While I would hope by my results its not I would be happy to find it was the same owners, it seems nikon rumors is a copy cat but a cheap copy, leading me to believe this site is more of a success to the owners/admins and they put there time in canon rumors.

Just a thought.


----------



## dr croubie (Mar 25, 2012)

I'm fairly sure that CRGuy has nothing to do with nikonrumours.

Although, has anyone noticed that nikonrumours.com and leicarumours.com look almost identical? (except that noone visits leicarumours, comparatively, because not many people can afford a leica i presume).

(Also, sonyrumours.com redirects to some other site, hasselbladrumours.com doesn't exist and pentaxrumours.com is a cybersquatter)


----------



## dturano (Mar 25, 2012)

I would assume, when one got popular alternate counterparts were expected. If one created the other it would be an acceptable business decision, but NikonRumors doesn't seem as well developed as cr.


----------



## ScottyP (Apr 22, 2012)

There's a Sonyrumors too. Kind of an empty site, though, given that their line of SLR's is a little under-developed.


----------



## seekn (Apr 22, 2012)

Honestly I tried to read nikon rumors a few times. I hate it. They layout is really really inconvenient to me. I much prefer CR - just so much more user friendly interface. Also the black and yellow at NR tends to give me a headache - it jumps from one dark screen to a really white bright screen - headache inducing after awhile.
+1 to CR


----------



## ScottyP (May 12, 2012)

Perhaps both sites ARE owned by the same company. Watch for gradually more and more anonymous postings on both sites, all advocating for a pay-per-view cage match or something. Bokeh Games?


----------



## Canon Rumors Guy (May 12, 2012)

Hey


Canon Rumors is the only site I have and it's completely independent of anything else.

Nikon Rumors, Photo Rumors & Leica Rumors are the same person. I've met him before, and he's a nice guy. We talk from time to time about things. 

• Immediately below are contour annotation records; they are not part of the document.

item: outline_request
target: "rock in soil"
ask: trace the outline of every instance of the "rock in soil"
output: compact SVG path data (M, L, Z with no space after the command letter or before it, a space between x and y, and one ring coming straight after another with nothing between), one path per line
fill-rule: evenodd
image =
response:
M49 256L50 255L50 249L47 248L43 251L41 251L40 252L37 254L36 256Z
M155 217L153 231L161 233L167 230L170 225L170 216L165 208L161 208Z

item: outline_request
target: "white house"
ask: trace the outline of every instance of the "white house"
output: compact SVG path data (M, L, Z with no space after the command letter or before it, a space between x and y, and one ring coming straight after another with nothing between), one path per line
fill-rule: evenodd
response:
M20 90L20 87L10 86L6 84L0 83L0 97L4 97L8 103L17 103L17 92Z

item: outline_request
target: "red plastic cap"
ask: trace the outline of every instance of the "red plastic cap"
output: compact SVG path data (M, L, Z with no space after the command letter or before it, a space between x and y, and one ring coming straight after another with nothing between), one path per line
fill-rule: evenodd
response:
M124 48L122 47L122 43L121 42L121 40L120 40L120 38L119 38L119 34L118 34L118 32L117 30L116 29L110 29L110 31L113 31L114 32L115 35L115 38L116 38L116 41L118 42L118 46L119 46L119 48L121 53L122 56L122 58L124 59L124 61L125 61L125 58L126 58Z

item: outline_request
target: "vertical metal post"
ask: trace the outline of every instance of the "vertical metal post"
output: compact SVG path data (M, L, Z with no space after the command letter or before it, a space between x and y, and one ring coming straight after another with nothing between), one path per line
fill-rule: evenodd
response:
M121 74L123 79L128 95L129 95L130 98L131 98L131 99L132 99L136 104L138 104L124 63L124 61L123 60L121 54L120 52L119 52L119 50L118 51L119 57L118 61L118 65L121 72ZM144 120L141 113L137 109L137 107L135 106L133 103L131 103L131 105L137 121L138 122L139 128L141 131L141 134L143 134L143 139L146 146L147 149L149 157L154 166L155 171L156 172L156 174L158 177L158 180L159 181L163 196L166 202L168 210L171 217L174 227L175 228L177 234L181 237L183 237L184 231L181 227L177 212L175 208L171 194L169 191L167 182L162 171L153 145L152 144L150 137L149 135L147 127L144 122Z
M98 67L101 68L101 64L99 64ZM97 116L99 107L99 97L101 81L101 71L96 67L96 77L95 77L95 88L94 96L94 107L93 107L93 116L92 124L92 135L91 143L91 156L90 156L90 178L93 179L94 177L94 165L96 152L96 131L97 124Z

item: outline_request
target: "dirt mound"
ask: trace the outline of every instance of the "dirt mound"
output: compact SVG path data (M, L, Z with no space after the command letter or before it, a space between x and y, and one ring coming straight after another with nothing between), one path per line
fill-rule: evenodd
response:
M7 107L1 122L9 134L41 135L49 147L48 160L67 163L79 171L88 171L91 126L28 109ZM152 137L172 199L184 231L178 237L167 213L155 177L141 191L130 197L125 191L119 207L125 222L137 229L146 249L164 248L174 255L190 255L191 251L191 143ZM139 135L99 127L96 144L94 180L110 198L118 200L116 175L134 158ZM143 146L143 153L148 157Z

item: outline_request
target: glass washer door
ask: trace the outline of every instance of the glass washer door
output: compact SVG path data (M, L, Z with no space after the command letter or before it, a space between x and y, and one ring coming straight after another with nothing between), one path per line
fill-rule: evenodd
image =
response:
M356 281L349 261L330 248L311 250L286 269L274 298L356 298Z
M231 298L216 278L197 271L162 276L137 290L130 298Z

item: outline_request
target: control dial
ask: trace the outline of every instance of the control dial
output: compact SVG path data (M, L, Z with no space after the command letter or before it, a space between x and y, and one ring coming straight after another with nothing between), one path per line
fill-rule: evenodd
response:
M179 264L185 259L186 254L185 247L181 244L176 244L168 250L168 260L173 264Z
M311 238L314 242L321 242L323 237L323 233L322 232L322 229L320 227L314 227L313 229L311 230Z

I think SonyAlphaRumors, 43Rumors, Mirrorlessrumors are all the same person(s).


Thanks
CR


----------



## expatinasia (May 12, 2012)

seekn said:


> Honestly I tried to read nikon rumors a few times. I hate it. They layout is really really inconvenient to me. I much prefer CR - just so much more user friendly interface. Also the black and yellow at NR tends to give me a headache - it jumps from one dark screen to a really white bright screen - headache inducing after awhile.
> +1 to CR



I fully agree with this. I have been there a few times and it is not user friendly. I am sure there is a tonne of useful information on the site but I am sure they are loosing a lot of hits purely from a design perspective. I have nothing against black backgrounds but they are using the wrong forum software etc. At least the forums here at CR are pretty easy to get round and it looks cleaner.


----------